Configuring ppp, Overview, Pap authentication – H3C Technologies H3C WX3000E Series Wireless Switches User Manual
Page 102: Chap authentication
92
Configuring PPP
Overview
The Point-to-Point Protocol (PPP) is a link layer protocol that carries network layer packets over
point-to-point links. It gains popularity because it provides user authentication, supports
synchronous/asynchronous communication, and allows for easy extension.
PPP contains a set of protocols, including the Link Control Protocol (LCP), various network control
protocols (NCPs), and authentication protocols such as Password Authentication Protocol (PAP),
Challenge Handshake Authentication Protocol (CHAP), Microsoft CHAP (MS-CHAP), and Microsoft
CHAP Version 2 (MS-CHAP-V2). Among these protocols,
•
LCP establishes, tears down, and monitors data links.
•
NCPs negotiate the formats and types of data packets transmitted on data links.
•
PAP, CHAP, MS-CHAP, and MS-CHAP-V2 secure the network.
PAP authentication
PAP is a two-way handshake authentication protocol using plain text passwords.
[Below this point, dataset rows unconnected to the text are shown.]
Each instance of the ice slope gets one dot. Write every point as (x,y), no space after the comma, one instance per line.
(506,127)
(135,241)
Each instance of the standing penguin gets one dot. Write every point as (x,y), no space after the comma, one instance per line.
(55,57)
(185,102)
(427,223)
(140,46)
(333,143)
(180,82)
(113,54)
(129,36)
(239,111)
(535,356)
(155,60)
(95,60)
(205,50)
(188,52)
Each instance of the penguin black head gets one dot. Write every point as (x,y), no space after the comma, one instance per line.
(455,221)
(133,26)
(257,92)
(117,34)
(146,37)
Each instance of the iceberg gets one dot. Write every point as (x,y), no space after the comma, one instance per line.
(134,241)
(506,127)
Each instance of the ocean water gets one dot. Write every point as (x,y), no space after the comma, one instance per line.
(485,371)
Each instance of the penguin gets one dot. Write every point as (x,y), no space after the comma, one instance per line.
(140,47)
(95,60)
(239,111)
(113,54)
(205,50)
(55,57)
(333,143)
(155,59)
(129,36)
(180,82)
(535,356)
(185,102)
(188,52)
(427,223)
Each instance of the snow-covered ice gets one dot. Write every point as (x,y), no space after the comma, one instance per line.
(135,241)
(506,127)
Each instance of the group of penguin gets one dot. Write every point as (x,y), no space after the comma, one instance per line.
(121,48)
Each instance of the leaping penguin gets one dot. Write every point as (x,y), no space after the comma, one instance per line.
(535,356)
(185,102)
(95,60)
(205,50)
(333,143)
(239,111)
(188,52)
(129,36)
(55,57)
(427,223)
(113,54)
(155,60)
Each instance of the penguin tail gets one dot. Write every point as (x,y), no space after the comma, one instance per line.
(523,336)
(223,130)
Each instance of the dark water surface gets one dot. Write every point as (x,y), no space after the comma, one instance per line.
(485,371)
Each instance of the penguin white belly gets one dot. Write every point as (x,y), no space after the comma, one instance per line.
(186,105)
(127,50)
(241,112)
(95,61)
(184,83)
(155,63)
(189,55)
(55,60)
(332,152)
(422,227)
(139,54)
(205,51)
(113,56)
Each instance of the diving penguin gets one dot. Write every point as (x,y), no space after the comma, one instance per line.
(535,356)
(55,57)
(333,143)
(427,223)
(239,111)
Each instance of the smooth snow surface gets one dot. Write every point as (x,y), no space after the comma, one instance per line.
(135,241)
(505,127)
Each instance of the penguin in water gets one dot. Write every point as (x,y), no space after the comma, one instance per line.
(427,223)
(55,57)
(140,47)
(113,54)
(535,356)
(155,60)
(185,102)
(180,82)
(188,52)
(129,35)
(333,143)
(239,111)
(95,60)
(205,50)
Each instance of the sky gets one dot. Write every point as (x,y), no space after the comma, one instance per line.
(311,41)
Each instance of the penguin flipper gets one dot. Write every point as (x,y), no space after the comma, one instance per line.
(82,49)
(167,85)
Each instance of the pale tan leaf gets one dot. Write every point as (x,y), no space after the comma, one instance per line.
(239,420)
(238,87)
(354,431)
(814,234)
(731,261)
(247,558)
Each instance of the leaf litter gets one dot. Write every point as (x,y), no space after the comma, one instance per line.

It operates in the
following workflow.
1.
The authenticatee sends its username and password to the authenticator.
2.
The authenticator then checks the local user list to see if the username and password are correct
and returns an Acknowledge or Not Acknowledge packet.
Figure 25 PAP authentication
During PAP authentication, the password is transmitted on the link in plain text. In addition, the
authenticatee sends the username and the password repeatedly through the established PPP link until the
authentication is over. PAP is not a secure authentication protocol and cannot prevent attacks.
CHAP authentication
CHAP is a three-way handshake authentication protocol using cipher text password.